Stepping beyond therapeutic protein products, the system described here could be used to verify the integrity of vaccines. As stated in the introduction, during one study of the vaccine distribution cold chain in India as much as 76% of the vaccine vials tested showed evidence of spoilage11. A system similar to the one presented here could be used to verify the quality of the vaccine material being used during a vaccination event. By catching spoiled material before it’s administered to patients the efficiency of a vaccination program can be improved. A more aggressive application of the system may allow a reduction in vaccine wastage. A large source of wastage in vaccine delivery in India has to do with the incomplete utilization of vaccines packaged in multi-dose vials8. When a vaccination event is held the best practices require that at the end of the event any opened vaccine vial be discarded, and that any unopened vial that has been issued but unused across three vaccination sessions also be discarded8. This is to ensure the safety and efficacy of the vaccines. A system that can determine if the vaccine in an opened vial is still good could allow the re-issuing of opened vaccine vials and unused but previously issued vials, while at the same time catching material that should be in good condition but that may have experienced degradation due to an undocumented problem with storage conditions. In this application there is a direct risk to the patient, since it will allow the use of material that would have previously been discarded, and determining if the system presented here is adequate for this task will require extensive testing on a wide range of high quality and degraded vaccine material. Beyond protein based medicine and vaccines, there is currently need for a counterfeit medicine detection tool. The World Health Organization Global Surveillance and Monitoring Systems report49 estimates that about US$30.5 billion is spent worldwide on substandard and falsified medical products, resulting in significant threats to the health of patients.

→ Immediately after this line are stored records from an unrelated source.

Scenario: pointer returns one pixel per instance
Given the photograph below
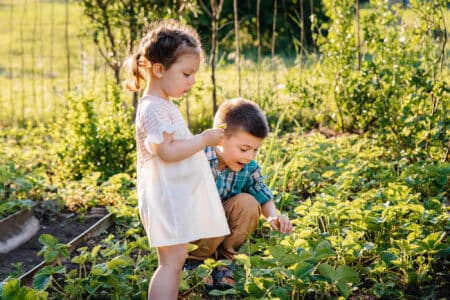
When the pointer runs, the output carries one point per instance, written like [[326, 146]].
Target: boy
[[239, 182]]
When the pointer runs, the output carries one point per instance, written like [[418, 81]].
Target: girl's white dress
[[178, 201]]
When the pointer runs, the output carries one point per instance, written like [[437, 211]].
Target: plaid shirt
[[247, 180]]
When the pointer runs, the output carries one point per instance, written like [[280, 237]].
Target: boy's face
[[237, 150]]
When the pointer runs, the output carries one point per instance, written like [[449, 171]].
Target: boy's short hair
[[241, 114]]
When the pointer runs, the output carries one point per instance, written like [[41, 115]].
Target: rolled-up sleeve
[[255, 185]]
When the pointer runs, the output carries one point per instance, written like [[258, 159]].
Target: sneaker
[[190, 265], [223, 277]]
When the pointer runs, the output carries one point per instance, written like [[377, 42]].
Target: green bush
[[95, 137]]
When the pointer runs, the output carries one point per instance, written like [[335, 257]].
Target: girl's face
[[237, 150], [180, 76]]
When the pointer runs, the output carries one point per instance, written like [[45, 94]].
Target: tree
[[116, 26], [214, 14], [238, 54]]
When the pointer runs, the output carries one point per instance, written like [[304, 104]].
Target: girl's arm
[[276, 221], [171, 150]]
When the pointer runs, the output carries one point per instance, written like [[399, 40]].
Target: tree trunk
[[22, 62], [358, 37], [212, 59], [311, 7], [66, 36], [258, 37], [274, 32], [52, 44], [11, 81], [302, 36], [236, 32]]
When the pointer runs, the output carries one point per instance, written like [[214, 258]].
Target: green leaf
[[48, 240], [327, 271], [303, 269], [278, 252], [346, 274], [343, 288], [443, 253], [323, 253], [50, 255], [42, 280], [388, 257]]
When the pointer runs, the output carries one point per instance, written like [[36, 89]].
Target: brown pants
[[242, 212]]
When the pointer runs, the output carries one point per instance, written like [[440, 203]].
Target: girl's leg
[[166, 279]]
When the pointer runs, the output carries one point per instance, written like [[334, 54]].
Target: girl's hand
[[212, 137], [280, 223]]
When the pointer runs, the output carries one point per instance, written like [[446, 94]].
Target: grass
[[34, 65]]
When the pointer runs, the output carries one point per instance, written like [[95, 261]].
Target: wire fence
[[44, 55]]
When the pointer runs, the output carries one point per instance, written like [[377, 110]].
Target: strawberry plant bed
[[62, 224]]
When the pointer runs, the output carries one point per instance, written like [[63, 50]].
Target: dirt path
[[63, 225]]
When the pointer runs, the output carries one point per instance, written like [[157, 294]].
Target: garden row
[[368, 222]]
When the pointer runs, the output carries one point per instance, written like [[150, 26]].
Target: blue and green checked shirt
[[247, 180]]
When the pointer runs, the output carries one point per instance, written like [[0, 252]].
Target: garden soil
[[63, 225]]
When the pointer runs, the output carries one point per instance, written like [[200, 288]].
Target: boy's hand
[[212, 137], [280, 223]]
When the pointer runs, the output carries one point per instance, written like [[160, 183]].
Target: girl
[[178, 199]]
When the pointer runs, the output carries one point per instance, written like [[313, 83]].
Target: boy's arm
[[263, 195], [276, 221], [171, 150]]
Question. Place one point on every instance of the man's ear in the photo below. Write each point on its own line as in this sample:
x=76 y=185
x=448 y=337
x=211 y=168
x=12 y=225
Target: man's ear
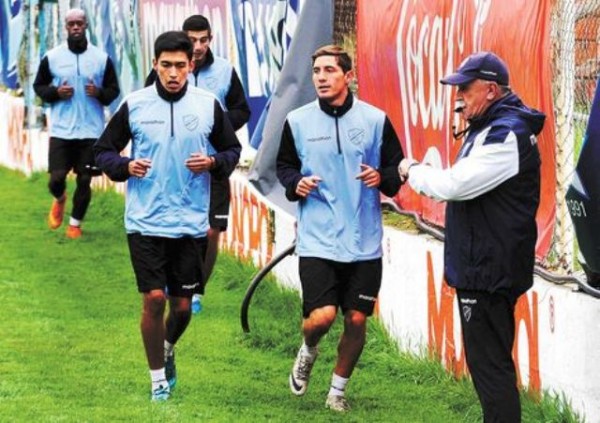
x=349 y=76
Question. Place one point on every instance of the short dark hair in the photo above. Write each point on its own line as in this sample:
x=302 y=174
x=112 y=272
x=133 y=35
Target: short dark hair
x=173 y=41
x=342 y=57
x=196 y=23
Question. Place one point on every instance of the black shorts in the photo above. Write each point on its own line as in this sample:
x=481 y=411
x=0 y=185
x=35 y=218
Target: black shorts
x=77 y=155
x=218 y=215
x=351 y=286
x=160 y=262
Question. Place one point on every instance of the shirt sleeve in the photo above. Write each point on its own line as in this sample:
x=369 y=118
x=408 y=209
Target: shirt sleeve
x=288 y=164
x=224 y=140
x=391 y=155
x=113 y=140
x=42 y=85
x=110 y=84
x=235 y=101
x=488 y=165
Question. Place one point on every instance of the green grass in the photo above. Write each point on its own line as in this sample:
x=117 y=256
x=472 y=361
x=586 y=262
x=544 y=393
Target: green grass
x=70 y=348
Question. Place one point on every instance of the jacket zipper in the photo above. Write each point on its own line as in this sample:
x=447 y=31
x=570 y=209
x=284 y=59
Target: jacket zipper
x=172 y=121
x=337 y=132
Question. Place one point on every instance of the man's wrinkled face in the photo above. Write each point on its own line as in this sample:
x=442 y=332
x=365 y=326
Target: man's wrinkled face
x=330 y=80
x=476 y=96
x=201 y=41
x=172 y=68
x=76 y=25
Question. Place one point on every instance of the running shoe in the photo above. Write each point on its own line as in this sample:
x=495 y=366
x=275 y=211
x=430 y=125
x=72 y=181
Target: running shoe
x=162 y=393
x=301 y=373
x=171 y=370
x=337 y=403
x=73 y=232
x=57 y=211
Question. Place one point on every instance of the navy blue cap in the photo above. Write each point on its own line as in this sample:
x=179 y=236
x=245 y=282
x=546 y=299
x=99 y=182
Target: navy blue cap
x=482 y=65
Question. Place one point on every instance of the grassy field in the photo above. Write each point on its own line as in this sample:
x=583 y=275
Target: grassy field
x=70 y=348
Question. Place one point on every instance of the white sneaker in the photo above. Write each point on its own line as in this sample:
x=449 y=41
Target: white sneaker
x=161 y=393
x=301 y=373
x=337 y=403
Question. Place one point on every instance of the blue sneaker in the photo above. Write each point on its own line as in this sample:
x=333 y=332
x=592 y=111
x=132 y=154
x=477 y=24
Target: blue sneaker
x=171 y=370
x=196 y=303
x=162 y=393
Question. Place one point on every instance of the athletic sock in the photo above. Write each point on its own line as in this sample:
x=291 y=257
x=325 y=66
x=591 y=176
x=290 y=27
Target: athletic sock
x=158 y=378
x=169 y=349
x=338 y=385
x=308 y=351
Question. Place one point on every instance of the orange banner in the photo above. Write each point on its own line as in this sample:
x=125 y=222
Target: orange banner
x=405 y=47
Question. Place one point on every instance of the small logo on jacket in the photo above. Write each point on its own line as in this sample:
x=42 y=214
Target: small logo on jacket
x=316 y=139
x=467 y=312
x=367 y=297
x=191 y=122
x=356 y=135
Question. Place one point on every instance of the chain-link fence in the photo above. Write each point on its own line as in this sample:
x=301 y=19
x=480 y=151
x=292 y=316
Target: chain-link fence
x=575 y=26
x=575 y=48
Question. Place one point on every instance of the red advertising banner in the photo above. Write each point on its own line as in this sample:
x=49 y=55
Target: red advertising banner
x=405 y=48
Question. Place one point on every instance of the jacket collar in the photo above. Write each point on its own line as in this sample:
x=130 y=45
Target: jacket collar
x=167 y=96
x=77 y=46
x=338 y=111
x=208 y=60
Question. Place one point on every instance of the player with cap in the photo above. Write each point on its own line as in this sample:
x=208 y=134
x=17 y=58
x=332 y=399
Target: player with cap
x=492 y=192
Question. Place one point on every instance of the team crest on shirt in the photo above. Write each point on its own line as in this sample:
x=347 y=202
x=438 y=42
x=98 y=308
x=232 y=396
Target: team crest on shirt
x=467 y=312
x=211 y=82
x=356 y=135
x=191 y=122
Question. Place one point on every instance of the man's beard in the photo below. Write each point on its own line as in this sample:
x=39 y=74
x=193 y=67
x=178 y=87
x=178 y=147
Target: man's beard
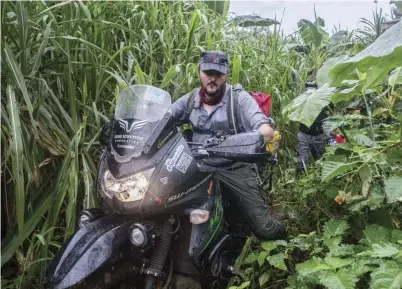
x=214 y=98
x=214 y=94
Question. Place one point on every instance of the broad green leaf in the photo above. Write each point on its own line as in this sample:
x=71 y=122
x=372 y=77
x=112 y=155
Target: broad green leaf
x=251 y=258
x=384 y=250
x=322 y=73
x=366 y=177
x=388 y=276
x=375 y=234
x=311 y=266
x=331 y=170
x=278 y=261
x=373 y=76
x=332 y=242
x=261 y=258
x=358 y=203
x=335 y=228
x=281 y=243
x=263 y=279
x=361 y=266
x=363 y=140
x=393 y=189
x=269 y=246
x=398 y=4
x=386 y=52
x=342 y=279
x=395 y=77
x=244 y=285
x=337 y=263
x=345 y=94
x=306 y=107
x=396 y=235
x=342 y=250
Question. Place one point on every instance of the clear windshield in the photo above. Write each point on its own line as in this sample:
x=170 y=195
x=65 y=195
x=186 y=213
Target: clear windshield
x=142 y=102
x=139 y=108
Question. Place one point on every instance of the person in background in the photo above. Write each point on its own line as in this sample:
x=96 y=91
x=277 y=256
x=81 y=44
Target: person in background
x=335 y=137
x=311 y=139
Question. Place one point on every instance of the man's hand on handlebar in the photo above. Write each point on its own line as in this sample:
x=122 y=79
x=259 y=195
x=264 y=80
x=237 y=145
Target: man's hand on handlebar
x=267 y=131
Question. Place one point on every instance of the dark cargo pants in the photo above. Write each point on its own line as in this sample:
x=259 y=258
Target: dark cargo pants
x=309 y=143
x=243 y=183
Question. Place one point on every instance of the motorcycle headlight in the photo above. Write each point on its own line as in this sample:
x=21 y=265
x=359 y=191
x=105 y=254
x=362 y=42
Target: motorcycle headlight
x=129 y=189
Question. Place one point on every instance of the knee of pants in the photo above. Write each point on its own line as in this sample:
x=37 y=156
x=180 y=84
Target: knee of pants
x=301 y=162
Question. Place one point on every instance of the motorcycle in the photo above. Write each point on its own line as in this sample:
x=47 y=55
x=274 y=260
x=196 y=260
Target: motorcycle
x=162 y=211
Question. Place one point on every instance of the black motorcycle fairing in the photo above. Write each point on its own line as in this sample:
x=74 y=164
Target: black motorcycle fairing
x=86 y=251
x=135 y=165
x=175 y=183
x=202 y=235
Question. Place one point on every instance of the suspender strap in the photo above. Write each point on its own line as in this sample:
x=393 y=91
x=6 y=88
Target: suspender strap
x=232 y=109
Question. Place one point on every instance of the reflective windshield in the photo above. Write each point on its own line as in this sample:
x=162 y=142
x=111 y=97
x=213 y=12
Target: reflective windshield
x=142 y=102
x=138 y=110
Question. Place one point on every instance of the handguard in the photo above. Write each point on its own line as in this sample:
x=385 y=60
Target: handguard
x=273 y=145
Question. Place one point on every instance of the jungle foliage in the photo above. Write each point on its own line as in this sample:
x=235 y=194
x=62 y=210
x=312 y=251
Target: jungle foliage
x=63 y=64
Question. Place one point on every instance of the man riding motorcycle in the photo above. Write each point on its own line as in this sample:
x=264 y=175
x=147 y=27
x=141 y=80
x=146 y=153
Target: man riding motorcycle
x=208 y=116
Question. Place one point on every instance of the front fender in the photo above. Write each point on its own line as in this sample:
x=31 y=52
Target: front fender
x=86 y=251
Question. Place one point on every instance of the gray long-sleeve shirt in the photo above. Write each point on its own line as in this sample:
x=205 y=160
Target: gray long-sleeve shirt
x=206 y=124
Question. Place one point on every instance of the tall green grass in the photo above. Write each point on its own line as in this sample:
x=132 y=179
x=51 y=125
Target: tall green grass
x=62 y=66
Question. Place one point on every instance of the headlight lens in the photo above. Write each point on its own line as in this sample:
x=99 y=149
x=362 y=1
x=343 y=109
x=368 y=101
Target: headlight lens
x=137 y=237
x=129 y=189
x=84 y=220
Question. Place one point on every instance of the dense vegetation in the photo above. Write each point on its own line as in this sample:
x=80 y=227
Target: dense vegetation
x=63 y=64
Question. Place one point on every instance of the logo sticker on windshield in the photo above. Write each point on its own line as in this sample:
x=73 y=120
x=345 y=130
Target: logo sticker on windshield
x=135 y=125
x=155 y=95
x=171 y=162
x=184 y=162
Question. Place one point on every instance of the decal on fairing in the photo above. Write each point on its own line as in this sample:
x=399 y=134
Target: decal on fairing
x=192 y=189
x=184 y=162
x=124 y=124
x=171 y=162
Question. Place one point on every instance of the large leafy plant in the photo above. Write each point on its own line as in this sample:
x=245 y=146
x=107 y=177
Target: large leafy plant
x=310 y=260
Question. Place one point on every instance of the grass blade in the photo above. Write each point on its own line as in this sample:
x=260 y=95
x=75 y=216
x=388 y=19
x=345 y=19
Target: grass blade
x=17 y=156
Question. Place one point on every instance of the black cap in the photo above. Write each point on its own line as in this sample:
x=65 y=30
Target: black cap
x=214 y=60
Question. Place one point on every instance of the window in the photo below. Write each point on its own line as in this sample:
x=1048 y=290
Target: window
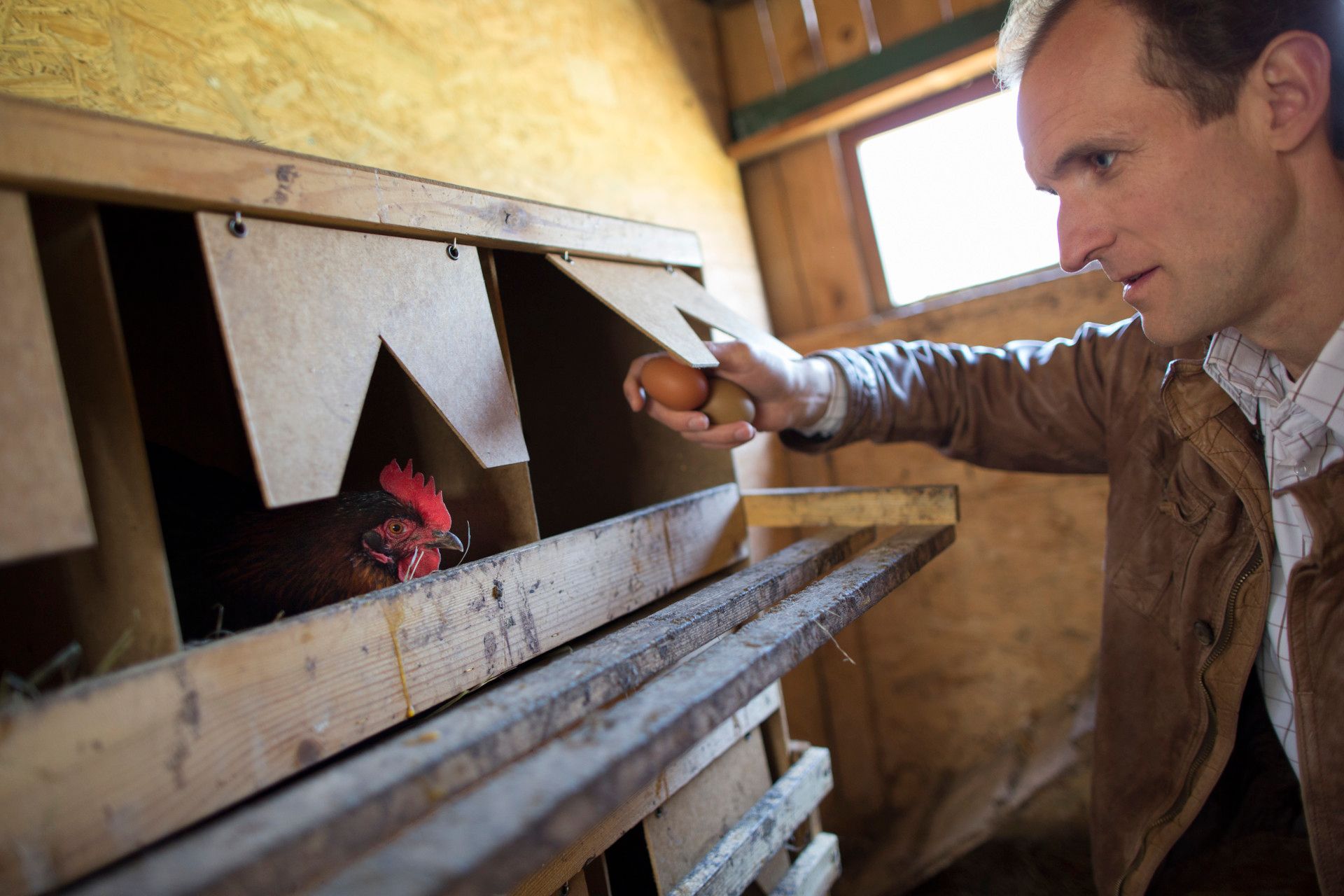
x=949 y=198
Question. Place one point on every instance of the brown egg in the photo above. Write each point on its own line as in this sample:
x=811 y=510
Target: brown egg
x=727 y=403
x=673 y=384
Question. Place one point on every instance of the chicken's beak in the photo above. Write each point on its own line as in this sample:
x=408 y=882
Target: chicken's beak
x=445 y=540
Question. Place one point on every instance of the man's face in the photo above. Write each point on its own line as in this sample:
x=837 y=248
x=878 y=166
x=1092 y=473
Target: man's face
x=1189 y=216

The basic approach presented in this paper, build a classifier based on the normal state of a protein and then try to determine when that protein is degraded, can also be applied to diagnostic applications of Raman spectroscopy. Particularly, this approach can be applied to the analysis of biofluids which is an active area of spectroscopy research50,51. Changes in the gylcosylation state of mucin proteins in mucus/sputum could be used for diagnosis of COPD52, levels of serum albumin can be indicative of liver failure53, and relative levels of albumin to IgG, IgA, and IgM can be markers for diseases of the kidneys and liver54. Mucin proteins in mucus55 along with albumin, IgG, IgA and IgM in serum56 all occur at concentrations high enough to be directly visible in the system presented here. In this diagnostic application there can be a wealth of data for the “no-disease” state from the population of healthy patients and a much smaller amount of data from the population with a disease. A variant detection approach could be used to identify that a change has occurred in the patients’ serum or mucus proteome, signaling the need for further investigation.